Erubiel Cardenas Durazo
- Bats Left, Throws Left
- Height 6' 3", Weight 240 lb.
- School Pima Community College
- Debut July 26, 1999
- Final Game May 24, 2005
- Born January 23, 1974 in Hermosillo, Sonora Mexico
Erubiel Durazo played only seven seasons in the major leagues, rarely getting consistent playing time (while he had at least 150 at-bats in all of the seven years, only twice did he go over 300 at-bats). But with a lifetime OPS+ of 123, he certainly produced at the plate when given the chance, showing good power and hitting over .320 twice.
Born in Hermosillo, Mexico, Durazo played Mexican-League baseball as early as 1997 for the Sultanes de Monterrey, also playing winter league ball for years with Hermosillo. In 1998, the Arizona Diamondbacks purchased the 24-year-old's rights from Monterrey, placing him on their AA affiliate El Paso Diablos to start the 1999 season.
With El Paso, Durazo would destroy Texas League pitching to the tune of a .403/.498/.695 triple-slash line, prompting a promotion to AAA. There, he continued his torrid 1999 campaign with a.407/.470/.720 line for the Tucson Sidewinders, and the Diamondbacks brought him up to the major leagues in July. Durazo would close out the year hitting .329/.422/.594 for Arizona, good for an impressive 153 OPS+. He also started for them at first base down the stretch, platooning with Greg Colbrunn at first during the 1999 playoffs.

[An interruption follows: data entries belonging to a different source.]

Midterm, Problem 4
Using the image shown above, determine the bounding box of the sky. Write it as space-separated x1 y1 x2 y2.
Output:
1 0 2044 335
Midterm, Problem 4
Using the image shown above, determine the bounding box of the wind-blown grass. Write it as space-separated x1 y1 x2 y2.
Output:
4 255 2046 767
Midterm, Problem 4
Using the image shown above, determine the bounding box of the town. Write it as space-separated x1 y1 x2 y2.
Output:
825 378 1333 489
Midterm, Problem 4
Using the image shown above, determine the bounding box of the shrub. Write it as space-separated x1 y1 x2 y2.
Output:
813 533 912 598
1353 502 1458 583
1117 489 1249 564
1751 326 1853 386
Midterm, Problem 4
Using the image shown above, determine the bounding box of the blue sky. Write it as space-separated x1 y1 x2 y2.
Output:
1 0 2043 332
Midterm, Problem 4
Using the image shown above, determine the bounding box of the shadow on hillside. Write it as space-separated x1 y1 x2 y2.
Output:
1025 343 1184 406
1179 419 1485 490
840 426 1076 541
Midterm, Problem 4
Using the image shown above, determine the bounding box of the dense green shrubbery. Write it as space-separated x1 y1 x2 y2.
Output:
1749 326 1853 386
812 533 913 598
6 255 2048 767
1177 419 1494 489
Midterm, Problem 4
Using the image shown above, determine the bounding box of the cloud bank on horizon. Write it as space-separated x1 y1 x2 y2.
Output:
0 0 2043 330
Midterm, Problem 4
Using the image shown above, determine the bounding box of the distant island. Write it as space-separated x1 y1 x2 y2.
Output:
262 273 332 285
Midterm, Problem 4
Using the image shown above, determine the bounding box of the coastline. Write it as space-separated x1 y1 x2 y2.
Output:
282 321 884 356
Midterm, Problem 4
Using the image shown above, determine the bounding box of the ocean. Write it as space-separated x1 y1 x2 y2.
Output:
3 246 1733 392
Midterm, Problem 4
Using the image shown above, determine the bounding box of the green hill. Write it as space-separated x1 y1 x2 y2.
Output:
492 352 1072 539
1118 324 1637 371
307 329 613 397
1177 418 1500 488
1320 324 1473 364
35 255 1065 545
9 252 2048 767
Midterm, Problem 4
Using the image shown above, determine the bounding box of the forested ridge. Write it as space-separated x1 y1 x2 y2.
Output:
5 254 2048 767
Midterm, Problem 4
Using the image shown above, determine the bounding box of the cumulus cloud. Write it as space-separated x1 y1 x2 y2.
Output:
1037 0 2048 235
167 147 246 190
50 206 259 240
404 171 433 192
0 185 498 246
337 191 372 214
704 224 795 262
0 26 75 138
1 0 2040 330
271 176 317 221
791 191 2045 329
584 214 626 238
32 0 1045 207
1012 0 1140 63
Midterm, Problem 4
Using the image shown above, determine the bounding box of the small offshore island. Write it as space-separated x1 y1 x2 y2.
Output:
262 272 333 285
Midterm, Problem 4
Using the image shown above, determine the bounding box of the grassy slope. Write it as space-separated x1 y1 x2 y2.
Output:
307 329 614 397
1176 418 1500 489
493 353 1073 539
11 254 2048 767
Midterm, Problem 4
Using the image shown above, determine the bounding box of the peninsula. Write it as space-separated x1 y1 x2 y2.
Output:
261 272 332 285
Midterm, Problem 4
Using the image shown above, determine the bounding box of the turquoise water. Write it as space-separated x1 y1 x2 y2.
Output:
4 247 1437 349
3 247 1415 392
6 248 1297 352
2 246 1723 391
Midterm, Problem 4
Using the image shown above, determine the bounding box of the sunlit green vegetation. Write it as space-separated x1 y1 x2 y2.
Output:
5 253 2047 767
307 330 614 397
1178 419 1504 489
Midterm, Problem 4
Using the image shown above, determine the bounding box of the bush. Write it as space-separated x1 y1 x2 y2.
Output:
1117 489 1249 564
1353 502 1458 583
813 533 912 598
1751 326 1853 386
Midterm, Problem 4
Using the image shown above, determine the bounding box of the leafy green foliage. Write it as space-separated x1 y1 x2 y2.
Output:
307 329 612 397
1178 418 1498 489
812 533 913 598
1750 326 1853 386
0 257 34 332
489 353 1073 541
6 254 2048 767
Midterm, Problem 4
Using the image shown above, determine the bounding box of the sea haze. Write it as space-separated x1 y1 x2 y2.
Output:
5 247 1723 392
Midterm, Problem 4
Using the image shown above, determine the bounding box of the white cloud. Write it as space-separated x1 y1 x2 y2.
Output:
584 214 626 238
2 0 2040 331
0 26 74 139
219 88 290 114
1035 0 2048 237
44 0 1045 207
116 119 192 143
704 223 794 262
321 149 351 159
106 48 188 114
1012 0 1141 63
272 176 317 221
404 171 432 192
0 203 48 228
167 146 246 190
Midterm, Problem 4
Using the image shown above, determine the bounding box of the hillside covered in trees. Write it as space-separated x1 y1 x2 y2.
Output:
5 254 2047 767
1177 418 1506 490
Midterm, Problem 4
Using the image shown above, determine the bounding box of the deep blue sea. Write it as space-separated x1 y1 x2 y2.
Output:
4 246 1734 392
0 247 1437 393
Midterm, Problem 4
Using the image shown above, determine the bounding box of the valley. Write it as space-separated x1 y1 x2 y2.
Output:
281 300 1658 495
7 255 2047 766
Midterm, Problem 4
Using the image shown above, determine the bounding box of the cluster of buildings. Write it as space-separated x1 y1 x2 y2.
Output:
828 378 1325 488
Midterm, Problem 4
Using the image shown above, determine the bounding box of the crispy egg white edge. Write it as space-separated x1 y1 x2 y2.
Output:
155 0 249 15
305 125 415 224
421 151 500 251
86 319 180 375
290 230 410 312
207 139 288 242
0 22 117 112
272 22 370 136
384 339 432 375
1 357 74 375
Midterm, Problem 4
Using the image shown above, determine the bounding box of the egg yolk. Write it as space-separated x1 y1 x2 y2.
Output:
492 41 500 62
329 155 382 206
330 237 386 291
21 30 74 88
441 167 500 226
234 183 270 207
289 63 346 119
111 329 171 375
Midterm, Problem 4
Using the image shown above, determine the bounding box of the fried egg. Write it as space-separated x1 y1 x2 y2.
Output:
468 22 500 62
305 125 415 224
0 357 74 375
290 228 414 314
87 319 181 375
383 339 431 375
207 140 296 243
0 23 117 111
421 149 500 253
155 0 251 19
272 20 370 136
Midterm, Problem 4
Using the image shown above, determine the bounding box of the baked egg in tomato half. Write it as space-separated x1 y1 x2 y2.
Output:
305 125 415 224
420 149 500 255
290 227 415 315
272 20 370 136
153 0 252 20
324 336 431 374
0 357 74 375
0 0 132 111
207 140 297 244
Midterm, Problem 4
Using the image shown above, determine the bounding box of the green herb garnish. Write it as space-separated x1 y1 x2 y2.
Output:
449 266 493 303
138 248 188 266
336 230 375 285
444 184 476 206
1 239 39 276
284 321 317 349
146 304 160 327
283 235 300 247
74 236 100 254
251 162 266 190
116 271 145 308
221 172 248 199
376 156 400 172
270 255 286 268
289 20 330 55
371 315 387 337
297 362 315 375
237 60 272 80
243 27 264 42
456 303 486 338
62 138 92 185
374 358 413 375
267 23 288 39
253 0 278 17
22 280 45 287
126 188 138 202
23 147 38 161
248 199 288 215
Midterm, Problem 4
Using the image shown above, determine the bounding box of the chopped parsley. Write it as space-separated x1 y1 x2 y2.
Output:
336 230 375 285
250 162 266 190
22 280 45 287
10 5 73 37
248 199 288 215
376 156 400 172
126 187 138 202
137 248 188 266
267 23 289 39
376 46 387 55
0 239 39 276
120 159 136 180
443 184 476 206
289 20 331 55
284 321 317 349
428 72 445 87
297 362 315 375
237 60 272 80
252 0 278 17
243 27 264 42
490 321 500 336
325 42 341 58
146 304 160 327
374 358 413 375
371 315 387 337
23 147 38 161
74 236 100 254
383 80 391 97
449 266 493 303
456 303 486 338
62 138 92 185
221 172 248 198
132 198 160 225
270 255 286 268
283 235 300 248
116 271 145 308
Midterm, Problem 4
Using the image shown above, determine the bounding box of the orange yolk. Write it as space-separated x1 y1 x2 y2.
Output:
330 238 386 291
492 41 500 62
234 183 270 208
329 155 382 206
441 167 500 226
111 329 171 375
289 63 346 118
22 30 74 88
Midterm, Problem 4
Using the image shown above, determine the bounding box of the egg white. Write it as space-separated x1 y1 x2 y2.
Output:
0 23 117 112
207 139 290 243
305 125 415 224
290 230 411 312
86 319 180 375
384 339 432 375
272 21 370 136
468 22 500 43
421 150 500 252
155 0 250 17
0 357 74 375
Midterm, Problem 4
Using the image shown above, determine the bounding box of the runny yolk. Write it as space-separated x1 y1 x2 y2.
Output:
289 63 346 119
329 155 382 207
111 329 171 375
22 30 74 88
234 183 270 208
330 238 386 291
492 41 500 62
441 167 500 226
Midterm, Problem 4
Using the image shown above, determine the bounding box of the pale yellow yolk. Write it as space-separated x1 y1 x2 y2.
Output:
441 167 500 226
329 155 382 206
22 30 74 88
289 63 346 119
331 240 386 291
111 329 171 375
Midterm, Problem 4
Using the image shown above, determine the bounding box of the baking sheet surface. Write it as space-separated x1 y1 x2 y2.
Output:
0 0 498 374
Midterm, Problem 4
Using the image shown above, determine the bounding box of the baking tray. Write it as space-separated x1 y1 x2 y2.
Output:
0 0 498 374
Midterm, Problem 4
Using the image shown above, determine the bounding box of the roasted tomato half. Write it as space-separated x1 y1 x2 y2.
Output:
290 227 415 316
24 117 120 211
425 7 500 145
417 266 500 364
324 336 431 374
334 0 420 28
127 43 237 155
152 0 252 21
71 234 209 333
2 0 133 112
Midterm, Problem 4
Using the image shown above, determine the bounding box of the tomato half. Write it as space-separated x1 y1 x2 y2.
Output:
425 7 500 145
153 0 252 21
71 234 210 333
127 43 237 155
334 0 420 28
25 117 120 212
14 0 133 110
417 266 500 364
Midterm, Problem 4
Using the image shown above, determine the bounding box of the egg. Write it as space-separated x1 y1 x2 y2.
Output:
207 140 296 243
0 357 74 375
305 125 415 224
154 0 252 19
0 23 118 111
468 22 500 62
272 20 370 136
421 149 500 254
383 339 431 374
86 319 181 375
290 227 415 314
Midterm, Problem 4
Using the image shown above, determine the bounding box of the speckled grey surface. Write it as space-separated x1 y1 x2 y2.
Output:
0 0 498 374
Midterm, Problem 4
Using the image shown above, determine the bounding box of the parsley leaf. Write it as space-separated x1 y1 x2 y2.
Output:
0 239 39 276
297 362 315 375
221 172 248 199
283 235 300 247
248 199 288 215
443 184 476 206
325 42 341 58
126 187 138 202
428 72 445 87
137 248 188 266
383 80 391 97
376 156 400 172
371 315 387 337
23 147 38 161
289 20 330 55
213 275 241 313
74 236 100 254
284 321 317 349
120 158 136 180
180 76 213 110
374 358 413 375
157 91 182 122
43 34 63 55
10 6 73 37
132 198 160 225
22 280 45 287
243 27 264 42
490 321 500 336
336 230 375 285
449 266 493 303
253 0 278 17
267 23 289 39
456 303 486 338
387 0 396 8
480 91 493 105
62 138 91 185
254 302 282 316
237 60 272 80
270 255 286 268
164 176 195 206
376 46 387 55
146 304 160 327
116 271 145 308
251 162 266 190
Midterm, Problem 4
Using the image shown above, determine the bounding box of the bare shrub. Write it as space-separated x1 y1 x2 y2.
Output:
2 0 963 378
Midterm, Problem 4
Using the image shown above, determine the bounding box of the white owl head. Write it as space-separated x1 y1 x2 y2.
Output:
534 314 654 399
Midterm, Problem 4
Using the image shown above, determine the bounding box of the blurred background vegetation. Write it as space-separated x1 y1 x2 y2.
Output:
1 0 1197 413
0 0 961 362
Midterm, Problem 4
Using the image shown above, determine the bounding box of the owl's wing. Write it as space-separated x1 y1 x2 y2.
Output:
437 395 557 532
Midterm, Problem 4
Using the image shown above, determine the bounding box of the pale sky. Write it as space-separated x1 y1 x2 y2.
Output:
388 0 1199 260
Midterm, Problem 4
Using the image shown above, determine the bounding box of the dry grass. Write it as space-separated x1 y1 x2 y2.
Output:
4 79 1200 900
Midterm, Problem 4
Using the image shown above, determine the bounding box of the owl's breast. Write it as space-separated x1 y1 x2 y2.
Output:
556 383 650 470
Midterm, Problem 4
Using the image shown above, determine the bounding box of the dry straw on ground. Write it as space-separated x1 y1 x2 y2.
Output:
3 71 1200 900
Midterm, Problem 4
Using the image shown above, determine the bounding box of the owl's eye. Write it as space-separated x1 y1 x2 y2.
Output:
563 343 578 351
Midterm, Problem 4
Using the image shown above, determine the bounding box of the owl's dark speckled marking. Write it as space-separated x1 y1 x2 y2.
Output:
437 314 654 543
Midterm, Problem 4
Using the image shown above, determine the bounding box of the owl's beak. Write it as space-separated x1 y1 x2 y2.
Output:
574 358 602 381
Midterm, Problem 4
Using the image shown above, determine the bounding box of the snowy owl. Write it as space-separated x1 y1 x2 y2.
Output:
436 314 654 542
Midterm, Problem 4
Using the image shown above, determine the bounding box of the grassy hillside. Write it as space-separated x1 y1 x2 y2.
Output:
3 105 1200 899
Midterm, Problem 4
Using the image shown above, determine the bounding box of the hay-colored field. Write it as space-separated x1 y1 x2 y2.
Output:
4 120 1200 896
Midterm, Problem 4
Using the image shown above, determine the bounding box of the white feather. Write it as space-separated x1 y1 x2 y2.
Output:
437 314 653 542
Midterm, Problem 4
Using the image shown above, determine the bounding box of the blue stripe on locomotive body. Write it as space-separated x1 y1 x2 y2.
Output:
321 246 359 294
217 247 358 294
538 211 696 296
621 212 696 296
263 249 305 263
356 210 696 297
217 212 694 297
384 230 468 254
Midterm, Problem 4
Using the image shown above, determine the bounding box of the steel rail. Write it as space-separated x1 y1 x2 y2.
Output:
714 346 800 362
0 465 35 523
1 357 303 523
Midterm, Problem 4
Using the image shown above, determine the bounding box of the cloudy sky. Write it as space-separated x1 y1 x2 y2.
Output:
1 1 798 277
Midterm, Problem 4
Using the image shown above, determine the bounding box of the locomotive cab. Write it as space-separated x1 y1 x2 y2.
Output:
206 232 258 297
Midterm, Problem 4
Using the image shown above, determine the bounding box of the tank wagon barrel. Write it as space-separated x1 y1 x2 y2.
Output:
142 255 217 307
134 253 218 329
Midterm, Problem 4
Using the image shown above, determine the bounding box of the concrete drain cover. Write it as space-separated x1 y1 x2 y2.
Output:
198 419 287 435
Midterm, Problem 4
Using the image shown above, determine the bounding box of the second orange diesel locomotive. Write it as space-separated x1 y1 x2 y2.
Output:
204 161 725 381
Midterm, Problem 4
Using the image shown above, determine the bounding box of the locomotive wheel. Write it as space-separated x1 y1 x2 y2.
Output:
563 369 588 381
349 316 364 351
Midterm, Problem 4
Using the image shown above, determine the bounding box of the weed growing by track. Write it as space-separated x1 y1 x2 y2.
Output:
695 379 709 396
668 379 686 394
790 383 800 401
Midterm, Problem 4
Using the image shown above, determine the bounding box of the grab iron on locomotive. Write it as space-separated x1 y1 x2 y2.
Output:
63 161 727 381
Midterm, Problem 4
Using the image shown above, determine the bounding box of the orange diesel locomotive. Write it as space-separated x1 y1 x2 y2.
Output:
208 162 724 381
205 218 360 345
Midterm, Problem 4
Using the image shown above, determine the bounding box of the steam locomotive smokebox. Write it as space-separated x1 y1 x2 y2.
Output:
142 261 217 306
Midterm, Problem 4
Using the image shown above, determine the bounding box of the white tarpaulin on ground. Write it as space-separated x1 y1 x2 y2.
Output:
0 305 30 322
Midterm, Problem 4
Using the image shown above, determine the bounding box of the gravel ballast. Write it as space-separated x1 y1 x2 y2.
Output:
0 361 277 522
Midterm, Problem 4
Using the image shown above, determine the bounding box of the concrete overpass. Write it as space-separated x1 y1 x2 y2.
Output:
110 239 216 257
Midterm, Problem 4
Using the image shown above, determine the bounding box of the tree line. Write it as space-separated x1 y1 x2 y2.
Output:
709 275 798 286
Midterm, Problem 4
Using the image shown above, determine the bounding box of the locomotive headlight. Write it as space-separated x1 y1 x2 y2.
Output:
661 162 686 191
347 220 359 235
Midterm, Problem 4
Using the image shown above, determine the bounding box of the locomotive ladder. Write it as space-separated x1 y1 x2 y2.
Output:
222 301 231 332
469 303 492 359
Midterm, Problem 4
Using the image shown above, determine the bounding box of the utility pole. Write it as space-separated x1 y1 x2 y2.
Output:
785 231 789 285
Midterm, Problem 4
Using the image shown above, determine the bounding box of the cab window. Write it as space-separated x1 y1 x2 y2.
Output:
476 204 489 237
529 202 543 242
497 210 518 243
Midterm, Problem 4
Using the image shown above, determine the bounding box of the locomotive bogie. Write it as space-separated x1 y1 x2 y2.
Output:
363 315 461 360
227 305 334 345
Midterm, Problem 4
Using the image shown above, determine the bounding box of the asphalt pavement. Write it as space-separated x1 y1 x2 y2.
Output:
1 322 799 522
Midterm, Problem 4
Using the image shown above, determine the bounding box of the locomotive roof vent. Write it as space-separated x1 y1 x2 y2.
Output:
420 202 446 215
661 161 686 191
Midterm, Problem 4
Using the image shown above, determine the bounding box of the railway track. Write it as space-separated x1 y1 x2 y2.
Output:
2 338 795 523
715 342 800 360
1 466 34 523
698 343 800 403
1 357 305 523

The following season, Durazo saw regular playing time from the start, again platooning with Colbrunn at first base, but was limited by a wrist injury that sapped his power and cost him the majority of the season's second half. He was also involved in a car accident in August 2000, escaping with minor injuries. In December 2000, Arizona signed free agent 1B Mark Grace, which figured to drastically cut into Durazo's playing time in 2001. He was Caribbean Series MVP in 2001 despite not playing for the winning team; the next player to achieve that feat would be José Martínez in 2016.
Still, Durazo was a useful player during the Arizona Diamondbacks' run to the World Series in 2001. During the regular season, he had a 124 OPS+ in sporadic action (207 plate appearances over 92 games), and he took a bigger role in the postseason. Durazo belted a series-clinching home run against Atlanta's Tom Glavine in Game 5 of the 2001 National League Championship Series, and was used as Arizona's designated hitter during the 2001 World Series games at New York. He finished the World Series hitting .364/.500/.455 in 14 PAs.
Durazo continued to be used sparingly by Arizona in 2002 despite hitting .261/.395/.550, and after the season he was dealt to the Oakland Athletics as part of a 4-team swap that also saw Felipe Lopez and Elmer Dessens switch teams. Oakland used Durazo as their primary DH in 2003 and 2004, and he hit .289/.384/.475 with a 125 OPS+. Durazo went 5-for-21 with 3 walks during the Athletics' American League Division Series collapse against the Boston Red Sox.
After an injury-marred 2005 season, Durazo became a free agent. He bounced through the minor-league systems of the Texas Rangers, New York Yankees, and Minnesota Twins (briefly returning to the A's and Yankees in 2007), but would never play in the major leagues again.
Minor League Career
Durazo hit .400 for two minor league teams in 1999, which got him his shot in the majors in July 1999. He also hit .400 in brief appearances with two minor league teams in 2000. His career minor league batting average was .347 and his slugging percentage .580.
As a player, Durazo was a mediocre-to-poor fielder at 1B, but a very good hitter with solid-average contact skills and above-average power & patience.
Durazo was originally listed on the Mexican roster for the 2007 Pan-American Games but did not wind up playing for the team, which won the Bronze without him. Durazo was 0 for 1 in the 2009 World Baseball Classic; after the first round, Mario Valenzuela replaced him on the Mexican squad. As of 2008 he continued to play in Mexico, hitting .341 in 50 games for Monterrey. He retired after the 2009 season. He was inducted into the Caribbean Baseball Hall of Fame in 2017.